There are six major parts to the text: Theoretical background; Culture and Mental Health; Culture and Mental Disorders; Theoretical Aspects of Management; Management of Special Groups; and Cultural Research and Training. Of these, the first provides a useful overview of the concepts and history of the subject, but adds in useful chapters on spirituality and health inequalities.
The second emphasizes not just explanatory models, but health and the importance of identity formation, acculturalization and cultural consonance -- what is it like to be a stranger in a strange land, how are second and third generations affected?
The third is mainly devoted to disorders and the fourth and fifth concern themselves with treatment and management.
The final chapter looks more to the future and tries to locate psychiatry in a changing world in which not only the demographics, but the mobility and flux in society are becoming very different from even two or three decades ago. What is called the “biology-society dialectic” is yet to play out fully, and perhaps it never will or never should. Cultural identity is fluid, as perhaps is psychiatry’s response.
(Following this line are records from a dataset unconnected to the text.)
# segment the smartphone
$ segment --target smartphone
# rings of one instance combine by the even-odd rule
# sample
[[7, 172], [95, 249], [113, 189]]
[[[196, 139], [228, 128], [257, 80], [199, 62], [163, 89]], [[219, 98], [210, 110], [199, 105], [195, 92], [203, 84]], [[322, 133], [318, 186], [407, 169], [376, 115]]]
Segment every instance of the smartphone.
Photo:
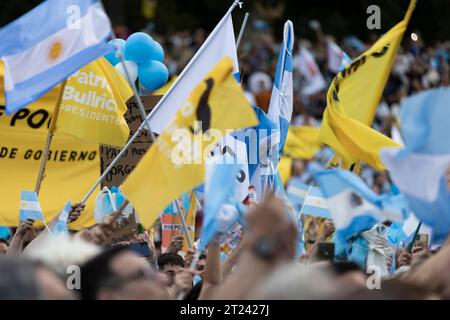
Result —
[[148, 244], [146, 242], [137, 242], [130, 244], [128, 246], [128, 249], [144, 258], [150, 256], [150, 249], [148, 248]]
[[320, 261], [334, 260], [334, 243], [333, 242], [319, 242], [317, 248], [317, 257]]
[[417, 236], [416, 246], [423, 249], [428, 248], [428, 235], [421, 233]]

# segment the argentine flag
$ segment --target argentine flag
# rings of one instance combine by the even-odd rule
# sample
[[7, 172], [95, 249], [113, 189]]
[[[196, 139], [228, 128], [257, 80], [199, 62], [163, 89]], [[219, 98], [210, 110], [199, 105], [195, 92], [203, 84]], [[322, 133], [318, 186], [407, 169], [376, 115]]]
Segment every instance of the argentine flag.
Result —
[[[254, 155], [250, 146], [249, 172], [251, 185], [256, 188], [258, 200], [262, 200], [267, 189], [275, 189], [278, 178], [278, 163], [283, 152], [293, 109], [292, 54], [294, 47], [294, 27], [291, 21], [284, 25], [283, 44], [281, 46], [275, 83], [272, 89], [267, 116], [262, 110], [257, 112], [260, 120], [256, 128], [258, 159], [251, 161]], [[251, 130], [251, 129], [250, 129]]]
[[401, 131], [406, 147], [381, 151], [391, 178], [414, 214], [433, 229], [433, 243], [450, 231], [450, 89], [405, 99]]
[[52, 235], [69, 234], [69, 230], [67, 228], [67, 220], [69, 220], [70, 211], [72, 211], [72, 204], [69, 200], [64, 206], [64, 209], [59, 214], [58, 220], [56, 221], [55, 225], [52, 227]]
[[327, 200], [319, 187], [308, 187], [308, 194], [303, 202], [300, 214], [331, 219]]
[[336, 235], [343, 240], [369, 230], [379, 222], [403, 221], [409, 212], [398, 196], [375, 194], [349, 171], [322, 171], [316, 174], [316, 179], [326, 197]]
[[47, 0], [0, 29], [6, 113], [20, 110], [109, 53], [110, 33], [97, 0]]
[[[225, 157], [230, 156], [225, 155]], [[239, 170], [240, 166], [233, 163], [233, 159], [223, 162], [221, 157], [216, 157], [207, 164], [203, 226], [198, 252], [206, 249], [216, 235], [226, 235], [242, 218], [245, 207], [235, 198], [238, 181], [230, 179], [230, 177], [237, 177]]]
[[302, 183], [299, 179], [294, 177], [289, 180], [286, 188], [286, 195], [294, 206], [296, 212], [300, 212], [303, 202], [308, 195], [308, 191], [309, 187]]
[[272, 141], [277, 144], [277, 165], [283, 152], [289, 125], [292, 118], [294, 89], [292, 85], [292, 50], [294, 48], [294, 27], [291, 21], [284, 24], [284, 37], [278, 66], [275, 75], [275, 82], [272, 89], [269, 110], [269, 119], [277, 125], [279, 130], [279, 141]]
[[44, 220], [36, 192], [22, 191], [20, 195], [19, 217], [20, 221]]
Readers of the book will find it practical and down to earth, tolerant and humane, sensitive and cogent. In the main the authors convey a sense of grounded practice that recognizes the interplay between the personal manifestation of illness and social factors. The book is not very prescriptive, but does provide a number of cautions that clinicians should consider, and certainly does not see itself as the final word -- indeed it is a work in progress and cultural psychiatry may well become one of the most significant areas of care and research in mental health. It is interesting to speculate how a revision of this text will look in the light of the forthcoming DSM-V.
There are some areas that could have been developed more, but they are few. Even so, there is not a great deal of space devoted to aspects of rehabilitation and recovery, even though it is acknowledged that a sense of cultural integration and identity is important to health and well-being. Some specific aspects of the refugee experience that present themselves to clinicians, such as war, terror, torture and persecution may have deserved more than one chapter. And it may have been interesting to gain more insights from workers in the developing world. Indigenous populations do not feature large, Africa and South America are not mentioned at all and India, Taiwan, Lebanon and Sri Lanka are the only non-Western countries to contribute, even if the authors have a wider experience.
In conclusion it can be fairly said that this book represents a major step forward in the understanding, recognition and care offered in one of the most important areas in the future of psychiatry.